The Song With the Greatest Lyrics

The Kinks “Lola”, 1970
“When you’re a kid you go, fantastic pop song, really catchy. Then you suddenly go, wait a minute, what are these lyrics about? And there’s a shift. It’s a brilliant short story that could make a film, it could make a piece for the stage. It’s a narrative, and it’s all about sex and identity and relationships. It’s a song about a transsexual, and a guy being OK with it, after a brief shock. He thinks he’s dancing with the most beautiful woman and she turns out to be a man. That’s a great twist at the end, like a great story.”

The Song That Changed My Life

Van Morrison “Snow in San Anselmo”, 1973
“My wife and I were living in London, and we didn’t much like it. I was working at a hi-fi magazine, reviewing hi-fi equipment, and I had started to have panic attacks. I went to the doctor and he said to get away for a while. So I went to the hi-fi mag and said I’ve got to take a bit of time off, and I grabbed a stash of cassettes to take with me to play on my Walkman, and I jumped on a train and ended up in a little seaside town called Scarborough in Yorkshire, out of season, so it was completely empty. And I would walk up and down the beach listening to Van Morrison. And I thought, I’ve got to make some big changes in my life, I can’t keep having these panic attacks, I don’t like living in London, what the hell am I doing? I’d had one book published, but I wasn’t making any money. I got back from that little break and had a conversation with [my wife] and we decided we had to get out of London, and we would go and live in France with almost no money, but hey ho, we could do it, and I would become a full time writer.”

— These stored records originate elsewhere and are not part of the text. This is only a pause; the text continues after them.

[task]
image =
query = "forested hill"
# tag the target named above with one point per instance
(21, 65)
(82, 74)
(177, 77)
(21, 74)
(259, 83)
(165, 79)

The Song That Reminds Me of Growing Up

Hawkwind “Silver Machine”, 1972
“I was at a holiday camp, Butlins, with my family on the west coast of Scotland, and I had enough money for a couple of singles. I think I bought ‘School’s Out’, Alice Cooper, and ‘Silver Machine’. It takes me back to 12 years old and that change from primary school to secondary school, and suddenly there was this huge kind of shift. We were starting to go into our teens and get interested in things that teenagers do. It was sci-fi, it was spacey, and then when you found out about [dancer] Stacia and her large breasts, that was another part of your learning process as a teen. I loved the sound of it, really basic synthesisers and swoosh noises. I grew up in a coal mining village in central Scotland and here was another world. It was a whole other world.”

The Song That Best Sums Up Rebus

The Who “Substitute”, 1966
“Rebus is a big music fan, and I do that partly because it’s a shorthand way of introducing you to his world and who he is. So you can tell a bit about his social class, his age, from his musical taste. You can tell he’s not a party animal, he’s a bit of a loner, he’s sitting with a whiskey and a cigarette in his apartment, listening to Leonard Cohen or Van Morrison, stuff like that. But he’s a generation older than me and he would have been a fan of the Mod-era Who, cos he thought of himself as a bit of a rebel at school. It’s a cynical song and it’s a very worldly song, and I think the energy of it would appeal to Rebus. He’d be bouncing around the bedroom he shared with his brother. They’d have a Dansette record player, and they’d have the single on and they’d be jumping up and down to it.”